Introduction
The Bootstrap (B. Efron 1979; Bradley Efron and Tibshirani 1994) is a set of computational techniques for statistical inference that generally operate by approximating the distribution of a population of interest with an empirical estimate obtained from a finite sample. Such methods find practical use in all those situations when the true distribution is either unknown, due to limited knowledge of the data generating process, or impossible to compute in practice.
In general, bootstrap algorithms consist of two ingredients:
- A plugin principle, i.e. a substitution rule \(P\to\hat P\) that replaces the true data distribution \(P\) with an empirical estimate \(\hat P\) obtained from a finite sample.
- A calculation scheme for computing functionals of the plugin distribution \(\hat P\), usually involving simulation.
The plugin principle
The main theoretical idea behind the bootstrap can be sketched with a non-parametric example. Consider a functional \(t=t(P)\) of a probability measure \(P\) which admits a first order expansion :
\[ t(Q) \approx t(P) + L(P; Q - P), \tag{1}\]
where \(L(P;\nu)\) is assumed to be a linear functional of \(\nu\). If \(Q\) has finite support, linearity implies that:
\[ L(P,Q-P) = \intop \psi _P\,\text dQ, \tag{2}\]
and we shall further assume that such a representation is valid for any \(Q\)1. Notice in particular, that from this definition we have:
\[ \mathbb E(\psi _P) = L(P,P-P) = 0 \tag{3}\]
Suppose now that we have a sample of \(N\) i.i.d. observations \(\{X_1,\,X_2,\,\dots,\,X_N\}\) coming from \(P\), and let \(Q=\hat P _N\) in the previous expression, where \(\hat P _N = \frac{1}{N}\sum _{i=1}^N\delta _{X_i}\) stands for the empirical distribution. Then:
\[ t(\hat P _N) \approx t(P) + L(P; \hat P _N - P) = t(P) + \frac{1}{N}\sum _{i = 1} ^N \psi(X_i). \tag{4}\]
It follows that \(t(\hat P _N)\), i.e. the so-called “plugin” estimate, is a consistent estimate of \(t(P)\), with:
\[ \mathbb E(t(\hat P _N)) \approx t(P),\quad \mathbb V(t(\hat P_N)) \approx \frac{1}{N}\mathbb V(\psi(X)), \tag{5}\]
where the first equation follows from Equation 3, while the second one follows from the i.i.d. nature of the sample.

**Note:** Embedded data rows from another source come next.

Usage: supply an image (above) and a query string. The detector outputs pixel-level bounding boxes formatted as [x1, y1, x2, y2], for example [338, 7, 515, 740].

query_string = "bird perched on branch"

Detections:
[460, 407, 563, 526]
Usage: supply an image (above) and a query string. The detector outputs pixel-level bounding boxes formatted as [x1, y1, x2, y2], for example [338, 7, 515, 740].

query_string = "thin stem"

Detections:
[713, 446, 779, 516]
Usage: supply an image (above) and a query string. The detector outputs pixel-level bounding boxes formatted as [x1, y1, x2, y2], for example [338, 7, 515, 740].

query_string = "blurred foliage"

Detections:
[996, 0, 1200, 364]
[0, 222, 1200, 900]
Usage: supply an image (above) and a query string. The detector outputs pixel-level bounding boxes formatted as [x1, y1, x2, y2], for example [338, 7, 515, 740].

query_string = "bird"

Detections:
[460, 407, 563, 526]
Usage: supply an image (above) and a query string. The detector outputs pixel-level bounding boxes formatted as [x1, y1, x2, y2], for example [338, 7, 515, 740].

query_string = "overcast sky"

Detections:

The main idea behind the non-parametric bootstrap is to estimate \(t(P)\) with \(t(\hat P _N)\), which is justified by Equation 5 whenever the \(\mathcal O (N^{-1})\) variance can be considered negligible (as is often the case in concrete bootstrap applications). In a parametric setting, the role of \(\hat P_N\) could be played by some parametric estimate of \(P\). Similarly, sampling schemes other than i.i.d. (e.g. if dealing with time series data) require different empirical estimates of \(P\), but the basic principle - estimating \(t(P)\) with \(t(\hat P_N)\) - remains the same.
Estimates such as \(t(\hat P_N)\) are usually referred to as ideal bootstrap estimates. As implied by the name, they can rarely be computed exactly in practice, because no analytic formula exists, and exact numerical calculations rapidly become prohibitive with growing \(N\). This leads to \(t(\hat P_N)\) being estimated through simulation from \(\hat P _N\), as explained below.
A technical refinement
In many practical applications, the functional of interest \(t(P)\) would itself depend on \(N\), so that we should actually write \(t_N(P)\). A relevant example would be the variance of a plugin estimate \(v_N(P)\equiv\mathbb V (t(\hat P _N))\). In this and similar cases, in which \(v_N=\mathcal O (N^{-\alpha})\) the argument can be repeated mutatis mutandis for the functional \(V_N = N^\alpha \cdot v_N\), which has a finite limit \(V_N \to V\), assumed to be different from zero. Specifically, if we let \(V_N = V+\Delta _N\) we have:
\[ V_N(\hat P_N) -V_N(P) = V(\hat P_N)-V(P)+\Delta _N (\hat P_N)-\Delta_N(P). \]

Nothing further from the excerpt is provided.